Weitaus positivere Reaktionen spiegeln sich wider in pandemic bonds (WP 30.03.20) und pandemic partners oder pod mates, in pandemic pods (pod – Hülse, Schote), in vacation pods und pandemic bubbles (mit den Verbableitungen pod/bubble (up with so.). Alle bezeichnen das Bedürfnis, sich mit gleichgesinnten Partnern zu kleinen Gruppen mit übersichtlichem Infektionsrisiko zusammen zu schließen (s. GOOGLE social bubble). Es gibt family bubbles, dining bubbles, support bubbles oder auch travel bubbles. Die erste offizielle trans-Tasman travel bubble, ein „pandemic milestone“ (Video mit der neuseeländischen Premierministerin, zit. im Guardian 06.04.21), wurde gerade für den Flugverkehr zwischen Neuseeland und Australien bekannt gegeben. Sie ermöglicht den Reisenden eine quarantänefreie Ankunft. Die biosecure bubble in einem Trainingslager für die englische Cricketmannschaft (Gua 12.02.21) sollte sicher das gesellschaftliche Gewissen beruhigen, und auch in Deutschland bedient man sich inzwischen der „Blase“, z. B. bei internationalen Reitturnieren, die wegen eines aggressiven Herpes-Virus in einem Wettkampf-Ort nur ausgetragen werden dürfen, wenn sie „als ‚Blase‘ gelten, solange es keinen nachgewiesenen Fall gibt“ (PNN Febr. 2021). Die PNN v. 29.03. erwähnt darüber hinaus eine Dienstleistungsbubble. Das englische Wort füllt offenbar eine Lücke im deutschen Wortschatz, aber es wird vermutlich einige Zeit dauern, bis es verstanden und dann auch in der deutschen Entsprechung allgemein angewandt wird.

Pandemic creativity

Das Leibniz-Institut für Deutsche Sprache erweitert ständig die große Zahl an Belegen (siehe z.

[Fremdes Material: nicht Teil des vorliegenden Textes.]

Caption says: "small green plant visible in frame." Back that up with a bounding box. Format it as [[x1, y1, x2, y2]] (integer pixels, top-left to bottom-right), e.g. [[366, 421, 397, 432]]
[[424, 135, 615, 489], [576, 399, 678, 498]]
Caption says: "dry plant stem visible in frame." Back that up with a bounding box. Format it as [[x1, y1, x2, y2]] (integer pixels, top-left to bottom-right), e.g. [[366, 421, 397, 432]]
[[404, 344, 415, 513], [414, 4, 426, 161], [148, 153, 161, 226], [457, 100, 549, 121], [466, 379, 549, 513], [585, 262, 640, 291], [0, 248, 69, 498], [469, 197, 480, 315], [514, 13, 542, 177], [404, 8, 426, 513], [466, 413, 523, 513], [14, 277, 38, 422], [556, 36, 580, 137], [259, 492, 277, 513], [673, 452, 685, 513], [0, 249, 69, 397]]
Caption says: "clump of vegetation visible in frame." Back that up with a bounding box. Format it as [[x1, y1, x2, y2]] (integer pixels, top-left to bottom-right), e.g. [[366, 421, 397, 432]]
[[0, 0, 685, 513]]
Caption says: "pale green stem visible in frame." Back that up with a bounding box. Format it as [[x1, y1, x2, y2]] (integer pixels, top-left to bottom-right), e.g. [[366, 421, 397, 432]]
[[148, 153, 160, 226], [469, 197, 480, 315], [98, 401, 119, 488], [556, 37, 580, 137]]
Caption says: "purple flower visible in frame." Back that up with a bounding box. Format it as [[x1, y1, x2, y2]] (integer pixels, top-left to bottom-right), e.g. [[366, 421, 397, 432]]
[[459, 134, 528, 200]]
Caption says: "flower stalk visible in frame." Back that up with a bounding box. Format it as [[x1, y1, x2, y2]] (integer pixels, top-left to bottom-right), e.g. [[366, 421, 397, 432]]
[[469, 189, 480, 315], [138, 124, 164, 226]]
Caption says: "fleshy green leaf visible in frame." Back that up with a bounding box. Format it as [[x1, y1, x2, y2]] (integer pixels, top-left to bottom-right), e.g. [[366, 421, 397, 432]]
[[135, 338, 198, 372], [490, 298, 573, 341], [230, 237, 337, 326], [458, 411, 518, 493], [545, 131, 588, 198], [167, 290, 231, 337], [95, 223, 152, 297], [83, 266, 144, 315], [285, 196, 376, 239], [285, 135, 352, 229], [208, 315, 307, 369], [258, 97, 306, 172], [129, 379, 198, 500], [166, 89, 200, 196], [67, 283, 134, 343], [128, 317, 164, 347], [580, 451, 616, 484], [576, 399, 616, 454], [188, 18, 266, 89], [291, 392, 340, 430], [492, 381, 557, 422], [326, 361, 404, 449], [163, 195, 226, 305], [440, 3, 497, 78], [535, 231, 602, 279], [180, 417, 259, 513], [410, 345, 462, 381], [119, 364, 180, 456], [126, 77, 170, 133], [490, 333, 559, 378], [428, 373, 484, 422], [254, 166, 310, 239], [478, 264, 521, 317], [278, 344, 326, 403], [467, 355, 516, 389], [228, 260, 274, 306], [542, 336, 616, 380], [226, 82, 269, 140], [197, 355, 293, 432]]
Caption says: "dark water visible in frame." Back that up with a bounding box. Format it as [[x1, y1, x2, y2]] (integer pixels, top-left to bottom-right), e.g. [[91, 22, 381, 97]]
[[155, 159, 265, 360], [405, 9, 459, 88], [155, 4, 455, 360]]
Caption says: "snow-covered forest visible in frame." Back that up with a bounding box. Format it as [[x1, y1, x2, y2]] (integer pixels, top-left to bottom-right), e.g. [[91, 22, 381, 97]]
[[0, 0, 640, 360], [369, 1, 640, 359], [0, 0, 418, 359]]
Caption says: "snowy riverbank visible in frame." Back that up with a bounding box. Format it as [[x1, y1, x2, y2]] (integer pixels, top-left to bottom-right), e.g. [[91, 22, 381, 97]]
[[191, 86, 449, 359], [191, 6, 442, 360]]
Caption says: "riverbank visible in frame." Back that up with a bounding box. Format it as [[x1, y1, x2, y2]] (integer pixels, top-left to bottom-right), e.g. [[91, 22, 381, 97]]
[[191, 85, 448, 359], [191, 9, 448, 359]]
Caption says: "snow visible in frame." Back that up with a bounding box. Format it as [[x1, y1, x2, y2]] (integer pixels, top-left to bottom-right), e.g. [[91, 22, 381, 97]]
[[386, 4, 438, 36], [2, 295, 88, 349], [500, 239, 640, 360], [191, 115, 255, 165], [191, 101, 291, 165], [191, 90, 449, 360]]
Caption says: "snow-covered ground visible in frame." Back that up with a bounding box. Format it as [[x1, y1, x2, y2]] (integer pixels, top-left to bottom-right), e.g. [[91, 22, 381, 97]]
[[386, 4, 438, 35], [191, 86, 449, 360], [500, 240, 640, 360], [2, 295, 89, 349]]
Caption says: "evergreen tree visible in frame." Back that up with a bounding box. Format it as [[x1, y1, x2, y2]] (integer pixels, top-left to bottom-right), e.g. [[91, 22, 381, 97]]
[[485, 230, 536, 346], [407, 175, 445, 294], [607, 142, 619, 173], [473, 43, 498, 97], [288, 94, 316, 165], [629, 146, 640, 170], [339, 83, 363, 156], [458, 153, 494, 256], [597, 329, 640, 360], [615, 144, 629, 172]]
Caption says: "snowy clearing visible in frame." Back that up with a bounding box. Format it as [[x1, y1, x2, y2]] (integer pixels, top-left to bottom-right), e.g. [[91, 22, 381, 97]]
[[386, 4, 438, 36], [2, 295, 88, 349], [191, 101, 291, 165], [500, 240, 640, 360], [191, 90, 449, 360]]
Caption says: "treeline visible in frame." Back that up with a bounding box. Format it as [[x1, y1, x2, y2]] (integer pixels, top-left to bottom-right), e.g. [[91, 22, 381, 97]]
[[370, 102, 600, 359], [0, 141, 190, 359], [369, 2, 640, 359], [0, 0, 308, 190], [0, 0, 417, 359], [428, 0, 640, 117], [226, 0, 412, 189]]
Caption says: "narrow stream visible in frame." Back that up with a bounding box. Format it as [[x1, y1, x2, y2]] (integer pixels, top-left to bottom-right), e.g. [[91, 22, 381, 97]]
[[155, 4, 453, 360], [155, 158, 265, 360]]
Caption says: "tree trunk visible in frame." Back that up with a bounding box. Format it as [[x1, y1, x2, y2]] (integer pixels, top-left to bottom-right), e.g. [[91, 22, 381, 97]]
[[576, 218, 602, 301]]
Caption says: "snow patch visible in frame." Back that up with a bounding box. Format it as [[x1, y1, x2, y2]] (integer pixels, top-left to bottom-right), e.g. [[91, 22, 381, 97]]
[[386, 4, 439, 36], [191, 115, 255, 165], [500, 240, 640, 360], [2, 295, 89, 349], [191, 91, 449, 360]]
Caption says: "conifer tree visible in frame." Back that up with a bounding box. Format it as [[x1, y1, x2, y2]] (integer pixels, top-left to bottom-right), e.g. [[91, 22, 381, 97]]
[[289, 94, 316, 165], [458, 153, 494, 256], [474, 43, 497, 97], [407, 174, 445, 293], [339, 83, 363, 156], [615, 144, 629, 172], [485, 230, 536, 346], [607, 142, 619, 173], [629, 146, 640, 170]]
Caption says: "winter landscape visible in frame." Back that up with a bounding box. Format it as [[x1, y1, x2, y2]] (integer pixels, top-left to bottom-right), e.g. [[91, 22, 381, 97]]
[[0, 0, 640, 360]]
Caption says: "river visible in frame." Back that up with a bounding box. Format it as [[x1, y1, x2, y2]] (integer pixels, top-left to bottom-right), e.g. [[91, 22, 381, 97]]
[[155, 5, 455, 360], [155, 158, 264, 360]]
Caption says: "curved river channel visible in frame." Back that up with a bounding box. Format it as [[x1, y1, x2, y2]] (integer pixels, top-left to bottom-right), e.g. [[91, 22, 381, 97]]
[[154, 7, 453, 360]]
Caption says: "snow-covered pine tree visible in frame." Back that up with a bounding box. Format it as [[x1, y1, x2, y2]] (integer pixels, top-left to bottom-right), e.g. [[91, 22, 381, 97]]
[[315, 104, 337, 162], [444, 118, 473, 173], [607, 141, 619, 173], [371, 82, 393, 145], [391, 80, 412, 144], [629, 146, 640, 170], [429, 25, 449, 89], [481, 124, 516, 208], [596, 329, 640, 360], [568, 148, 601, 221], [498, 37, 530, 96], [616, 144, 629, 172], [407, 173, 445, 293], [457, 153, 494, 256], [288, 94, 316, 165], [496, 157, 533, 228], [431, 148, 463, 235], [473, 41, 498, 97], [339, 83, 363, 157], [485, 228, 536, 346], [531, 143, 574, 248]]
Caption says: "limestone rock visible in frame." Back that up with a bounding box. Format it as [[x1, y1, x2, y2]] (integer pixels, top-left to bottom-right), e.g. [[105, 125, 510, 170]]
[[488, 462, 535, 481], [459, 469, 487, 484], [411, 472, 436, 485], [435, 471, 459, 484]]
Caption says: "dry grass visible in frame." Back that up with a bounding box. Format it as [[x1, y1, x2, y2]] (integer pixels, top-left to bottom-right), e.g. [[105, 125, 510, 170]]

B. Artikel von G. Zifonun „Anglizismen in der Coronakrise“). Interessant ist nicht nur die Auflistung neu hinzukommender oder in der Bedeutung veränderter Wörter, sondern der sozio-kulturelle und politische Hintergrund, vor dem sie gebraucht werden. Das Beispiel vaccination patronage (v. Verf. unbeholfen übersetzt als Impf-Vetternwirtschaft; WP 06.04.21) zeigt ähnliche gesellschaftliche Auswirkungen der Pandemie in den USA, GB und Deutschland. Ermutigend aber ist die Zunahme der quarantine creativity, von Ideen und Tätigkeiten, die bei coronaphobia (WP 29.02.21) eine Art von Fluchtstrategie sind. Auf künstlerischem Gebiet findet man z. B. im Internet unter Covid joke und Last Supper (Leonardo da Vinci) sehr amüsante Beispiele für tweaking famous paintings, die humorvolle Umgestaltung berühmter Gemälde. Handwerklich Interessierte können dem cabin fever, dem Lagerkoller, entkommen, wenn sie sich daran machen, einen pandemic shed (Einraum-Schuppen) zu bauen (WP 05.04.21). Im privaten Bereich scheint das caring for animals stark zuzunehmen. Beispiele sind der Kauf von pandemic puppies (Hundewelpen), das cow cuddling (mit Kühen schmusen), fostering kittens (Kätzchen großziehen) oder pet chickens (das Huhn auf dem Balkon). Allerdings wird der vermehrten Zuwendung zu Haustieren ein durch Corona verstärkter anderer Trend im Wege stehen – die Rückkehr erwachsener Kinder, der boomerang generation, in das elterliche Heim. Der erwartete quarantine baby boom ist ausgeblieben, sinkende Geburtenraten in den USA und in Deutschland führten zu einem sehr deutlichen Covid baby bust (Geburtenrückgang; WP 30.01.21, vgl. auch Deutsche Welle Europe. 13.03.2021). Die Produktivität der Sprachnutzer hingegen ist ungebrochen, und es hat bei der Fülle der täglich hinzukommenden Beispiele den Anschein, als habe die pandemic flood of words noch längst nicht ihren Höhepunkt erreicht.